Pos pengembangan perpustakaan Tahun 2025 juga masuk dalam konfirmasi. Data yang diperoleh mencatat realisasi sebesar Rp.27.757.200 pada Tahap I dan Rp.53.381.200 pada Tahap II, atau total Rp. 81.138.400. Besaran tersebut membutuhkan penjelasan lebih lanjut mengenai jenis buku atau barang yang dibeli, jumlah, harga satuan, nilai transaksi, penyedia, tanggal transaksi dan metode pengadaannya.
Apalagi apabila pengadaan tersebut berkaitan dengan pembelian buku atau barang melalui SIPLah, maka pencocokan antara nilai anggaran, transaksi dan barang yang diterima menjadi bagian penting dalam proses verifikasi jurnalistik. Hal lain yang juga membutuhkan klarifikasi adalah data jumlah peserta didik.
Data yang diperoleh menunjukkan penerima BOS Tahun 2024 Tahap I tercatat sebanyak 502 siswa, sementara jumlah siswa yang diinformasikan tercatat 483 siswa.
Untuk 2025, jumlah siswa yang diperoleh tercatat sebanyak 470 siswa.
Adanya perbedaan angka tersebut belum dapat disimpulkan sebagai persoalan administrasi maupun pelanggaran. Namun, penting untuk mengetahui jumlah peserta didik yang menjadi dasar penghitungan alokasi pada setiap tahap, tanggal cut-off yang digunakan serta sumber data yang menjadi dasar penghitungan. Pihak sekolah juga perlu menjelaskan apabila terdapat perbedaan antara jumlah peserta didik yang tercatat secara aktual di sekolah dengan jumlah peserta didik yang menjadi dasar penghitungan alokasi Dana BOS.
Untuk memperoleh gambaran yang lebih utuh, pihak sekolah juga dimintai penjelasan mengenai RKAS Tahun 2024 dan 2025, termasuk apabila terdapat perubahan atau pergeseran anggaran selama tahun berjalan.
Pencocokan RKAS dengan realisasi menjadi penting untuk melihat hubungan antara apa yang direncanakan, apa yang dibelanjakan dan apa yang benar-benar diterima atau dikerjakan.
Termasuk di dalamnya kebutuhan pemeliharaan sarana dan prasarana yang tercantum dalam RKAS.
Sekolah juga dimintai penjelasan apakah selama 2024–2025 pernah menyampaikan laporan atau usulan kerusakan lantai, toilet, wastafel maupun fasilitas sanitasi kepada Dinas Pendidikan Kabupaten Bandung Barat.
Jika pernah, maka nomor dan tanggal dokumen serta tindak lanjut dari instansi terkait menjadi informasi yang penting untuk diketahui. Selain itu, pihak sekolah dimintai penjelasan apakah selama periode tersebut pernah dilakukan monitoring, verifikasi, evaluasi atau pemeriksaan penggunaan Dana BOS oleh Dinas Pendidikan, Inspektorat maupun instansi berwenang lainnya.
Jika terdapat catatan, koreksi, rekomendasi atau temuan, pihak sekolah diharapkan menjelaskan substansi serta tindak lanjut yang telah dilakukan. Untuk kepentingan keberimbangan pemberitaan, konfirmasi telah disampaikan kepada Kepala SMP Negeri 3 Cihampelas melalui surat Nomor: 068/LIPUT-JBR/Restorasitoday/IX/2026 perihal Konfirmasi Pengelolaan Dana BOSP/BOS SMP Negeri 3 Cihampelas Tahun 2024–2025.

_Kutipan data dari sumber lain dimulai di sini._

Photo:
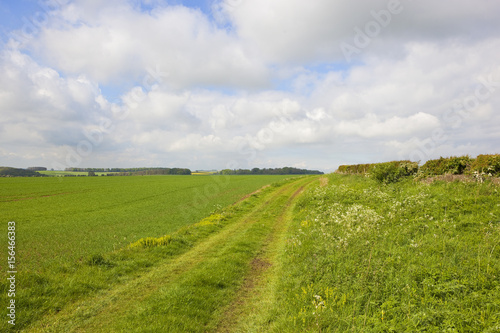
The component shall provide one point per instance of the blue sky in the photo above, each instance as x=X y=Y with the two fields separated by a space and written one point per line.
x=265 y=83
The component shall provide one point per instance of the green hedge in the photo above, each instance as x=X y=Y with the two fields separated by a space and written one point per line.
x=390 y=172
x=387 y=172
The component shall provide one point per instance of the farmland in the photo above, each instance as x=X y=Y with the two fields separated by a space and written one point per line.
x=68 y=219
x=310 y=254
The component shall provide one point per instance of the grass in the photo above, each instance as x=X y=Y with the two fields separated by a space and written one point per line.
x=365 y=257
x=66 y=227
x=348 y=254
x=180 y=286
x=60 y=220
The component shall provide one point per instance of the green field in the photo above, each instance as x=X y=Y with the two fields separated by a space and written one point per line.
x=66 y=219
x=71 y=173
x=345 y=253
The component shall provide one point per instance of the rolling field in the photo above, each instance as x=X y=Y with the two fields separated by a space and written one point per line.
x=63 y=224
x=331 y=253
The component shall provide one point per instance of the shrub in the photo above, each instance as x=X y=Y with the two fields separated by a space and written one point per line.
x=391 y=172
x=487 y=164
x=447 y=166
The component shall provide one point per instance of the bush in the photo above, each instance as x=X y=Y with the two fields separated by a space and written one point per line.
x=392 y=172
x=486 y=164
x=447 y=166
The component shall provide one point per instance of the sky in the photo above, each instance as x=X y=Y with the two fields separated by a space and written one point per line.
x=215 y=84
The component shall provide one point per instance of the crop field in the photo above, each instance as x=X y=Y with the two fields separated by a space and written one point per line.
x=331 y=253
x=61 y=220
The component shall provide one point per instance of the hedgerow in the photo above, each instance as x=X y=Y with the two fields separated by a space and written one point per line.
x=390 y=172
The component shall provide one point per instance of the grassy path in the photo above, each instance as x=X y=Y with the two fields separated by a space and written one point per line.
x=212 y=287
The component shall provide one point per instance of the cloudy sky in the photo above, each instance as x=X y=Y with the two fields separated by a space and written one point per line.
x=211 y=84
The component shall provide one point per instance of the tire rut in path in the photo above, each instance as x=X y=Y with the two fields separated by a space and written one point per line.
x=235 y=312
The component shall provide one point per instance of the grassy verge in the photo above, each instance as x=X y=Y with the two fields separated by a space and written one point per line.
x=403 y=257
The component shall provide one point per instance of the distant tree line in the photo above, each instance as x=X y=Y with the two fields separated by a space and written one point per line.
x=271 y=171
x=133 y=171
x=15 y=172
x=37 y=169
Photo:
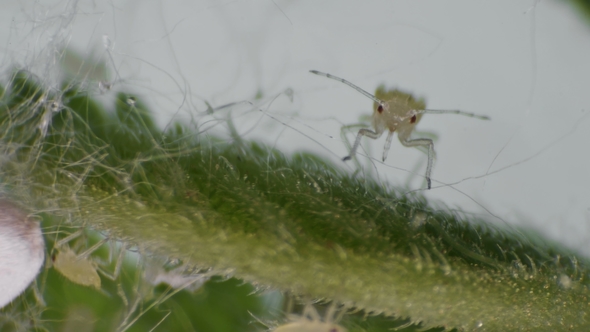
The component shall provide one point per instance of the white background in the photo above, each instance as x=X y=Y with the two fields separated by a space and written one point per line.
x=523 y=63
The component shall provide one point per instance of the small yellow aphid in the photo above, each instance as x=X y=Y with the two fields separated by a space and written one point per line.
x=79 y=270
x=311 y=321
x=396 y=110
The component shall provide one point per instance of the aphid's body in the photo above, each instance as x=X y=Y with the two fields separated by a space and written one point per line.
x=310 y=326
x=311 y=321
x=399 y=111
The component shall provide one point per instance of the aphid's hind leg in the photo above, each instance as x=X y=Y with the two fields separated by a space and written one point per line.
x=426 y=142
x=363 y=132
x=387 y=145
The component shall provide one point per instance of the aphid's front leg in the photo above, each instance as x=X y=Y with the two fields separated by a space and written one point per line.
x=363 y=132
x=426 y=142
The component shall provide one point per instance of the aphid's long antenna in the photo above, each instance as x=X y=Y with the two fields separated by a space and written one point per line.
x=377 y=100
x=472 y=115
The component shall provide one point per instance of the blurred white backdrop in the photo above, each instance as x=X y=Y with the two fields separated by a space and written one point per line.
x=523 y=63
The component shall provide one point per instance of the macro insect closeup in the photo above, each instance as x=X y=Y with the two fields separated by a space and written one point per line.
x=395 y=110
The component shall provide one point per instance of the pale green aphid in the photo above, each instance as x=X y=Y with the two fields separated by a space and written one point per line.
x=311 y=321
x=79 y=270
x=399 y=111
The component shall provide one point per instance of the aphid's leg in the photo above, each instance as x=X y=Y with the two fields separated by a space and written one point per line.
x=387 y=145
x=363 y=132
x=426 y=142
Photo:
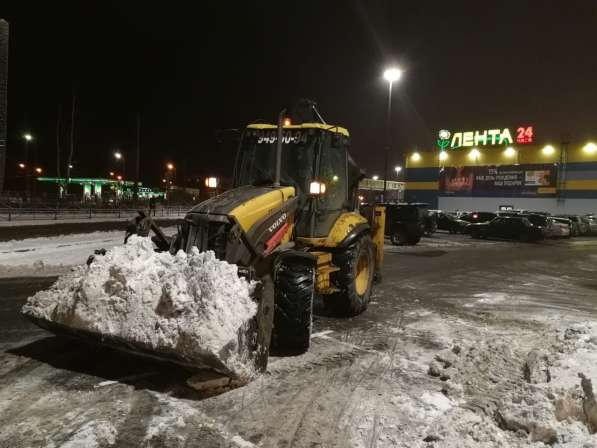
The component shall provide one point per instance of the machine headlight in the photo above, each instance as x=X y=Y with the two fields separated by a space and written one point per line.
x=317 y=188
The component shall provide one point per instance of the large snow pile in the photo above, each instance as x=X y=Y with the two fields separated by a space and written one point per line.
x=190 y=304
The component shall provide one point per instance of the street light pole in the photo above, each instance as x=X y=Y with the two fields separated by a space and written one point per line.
x=391 y=75
x=27 y=137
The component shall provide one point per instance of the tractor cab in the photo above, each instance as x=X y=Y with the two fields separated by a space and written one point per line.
x=314 y=160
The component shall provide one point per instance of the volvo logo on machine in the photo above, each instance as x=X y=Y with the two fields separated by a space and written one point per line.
x=278 y=222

Dalam surat tersebut, pihak sekolah diberikan kesempatan untuk memberikan tanggapan terhadap seluruh data yang dikonfirmasi.
Pihak sekolah juga dimintai penjelasan apabila terdapat angka atau data dalam konfirmasi yang tidak sesuai dengan kondisi sebenarnya. Selain itu, sekolah diberi kesempatan menyampaikan informasi lain yang dianggap penting agar pemberitaan mengenai pengelolaan anggaran publik tersebut tidak menimbulkan kesimpulan yang keliru.

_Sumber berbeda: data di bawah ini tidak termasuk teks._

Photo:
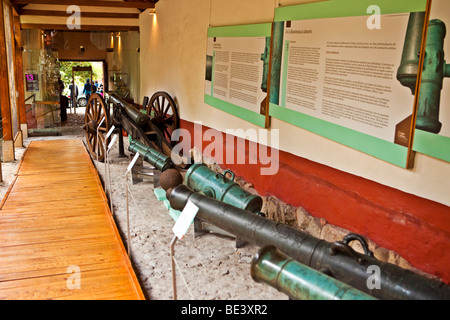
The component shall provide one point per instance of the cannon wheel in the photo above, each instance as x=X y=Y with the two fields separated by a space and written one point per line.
x=96 y=109
x=163 y=114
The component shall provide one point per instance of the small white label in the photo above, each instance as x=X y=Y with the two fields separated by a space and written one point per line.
x=185 y=220
x=101 y=122
x=112 y=142
x=131 y=165
x=110 y=131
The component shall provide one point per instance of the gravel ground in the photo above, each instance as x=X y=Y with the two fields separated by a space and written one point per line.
x=209 y=267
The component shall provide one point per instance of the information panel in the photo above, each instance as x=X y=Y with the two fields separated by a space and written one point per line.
x=237 y=66
x=335 y=72
x=432 y=135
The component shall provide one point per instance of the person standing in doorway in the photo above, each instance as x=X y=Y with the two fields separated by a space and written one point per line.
x=87 y=89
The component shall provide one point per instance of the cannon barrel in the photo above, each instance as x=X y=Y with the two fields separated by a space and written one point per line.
x=409 y=65
x=133 y=113
x=157 y=159
x=335 y=259
x=216 y=185
x=299 y=282
x=434 y=71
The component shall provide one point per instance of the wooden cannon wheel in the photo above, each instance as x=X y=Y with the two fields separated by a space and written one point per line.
x=96 y=110
x=163 y=114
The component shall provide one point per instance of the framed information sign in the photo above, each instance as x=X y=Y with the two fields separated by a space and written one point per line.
x=237 y=66
x=337 y=70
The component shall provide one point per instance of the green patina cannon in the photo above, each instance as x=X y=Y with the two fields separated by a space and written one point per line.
x=434 y=71
x=336 y=259
x=298 y=281
x=159 y=160
x=216 y=185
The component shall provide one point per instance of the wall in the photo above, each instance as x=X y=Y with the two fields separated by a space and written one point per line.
x=389 y=204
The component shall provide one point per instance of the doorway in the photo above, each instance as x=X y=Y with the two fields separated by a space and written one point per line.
x=75 y=74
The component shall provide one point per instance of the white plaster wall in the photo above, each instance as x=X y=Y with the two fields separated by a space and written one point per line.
x=173 y=47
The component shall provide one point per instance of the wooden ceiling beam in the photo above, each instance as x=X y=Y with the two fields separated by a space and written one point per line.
x=63 y=27
x=25 y=12
x=90 y=3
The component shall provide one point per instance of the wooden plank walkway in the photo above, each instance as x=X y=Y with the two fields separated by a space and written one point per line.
x=57 y=232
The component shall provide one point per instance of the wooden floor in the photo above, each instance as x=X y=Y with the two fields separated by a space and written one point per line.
x=58 y=239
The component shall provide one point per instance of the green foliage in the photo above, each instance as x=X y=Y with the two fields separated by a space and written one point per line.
x=80 y=77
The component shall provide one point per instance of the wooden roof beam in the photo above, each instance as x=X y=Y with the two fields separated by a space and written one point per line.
x=27 y=12
x=89 y=3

Konfirmasi tersebut merupakan bagian dari proses klarifikasi, verifikasi dan keberimbangan pemberitaan sebelum informasi mengenai pengelolaan Dana BOS SMP Negeri 3 Cihampelas disampaikan kepada masyarakat.

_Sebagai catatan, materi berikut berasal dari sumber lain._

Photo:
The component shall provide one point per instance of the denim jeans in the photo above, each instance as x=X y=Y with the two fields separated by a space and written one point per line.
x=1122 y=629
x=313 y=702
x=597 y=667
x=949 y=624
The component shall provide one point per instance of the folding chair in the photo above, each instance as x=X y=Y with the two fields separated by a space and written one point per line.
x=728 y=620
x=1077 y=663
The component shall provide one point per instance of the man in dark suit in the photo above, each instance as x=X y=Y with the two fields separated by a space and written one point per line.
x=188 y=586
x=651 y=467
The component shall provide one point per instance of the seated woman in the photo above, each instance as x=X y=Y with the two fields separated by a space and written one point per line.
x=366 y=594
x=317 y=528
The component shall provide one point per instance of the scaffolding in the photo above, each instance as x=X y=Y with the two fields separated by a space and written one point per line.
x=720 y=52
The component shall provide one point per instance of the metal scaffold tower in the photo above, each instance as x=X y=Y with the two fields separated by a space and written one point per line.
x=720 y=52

Dengan total Dana BOS yang tercatat mencapai Rp.1,146 miliar selama 2024–2025, transparansi mengenai perencanaan, realisasi, pengadaan, pembayaran honor serta kondisi sarana dan prasarana menjadi penting agar masyarakat dapat memperoleh gambaran yang utuh mengenai penggunaan anggaran pendidikan tersebut.
Hingga proses pemberitaan ini disusun, substansi jawaban pihak SMP Negeri 3 Cihampelas atas konfirmasi tersebut masih menjadi bagian yang ditunggu untuk melengkapi informasi dari kedua sisi.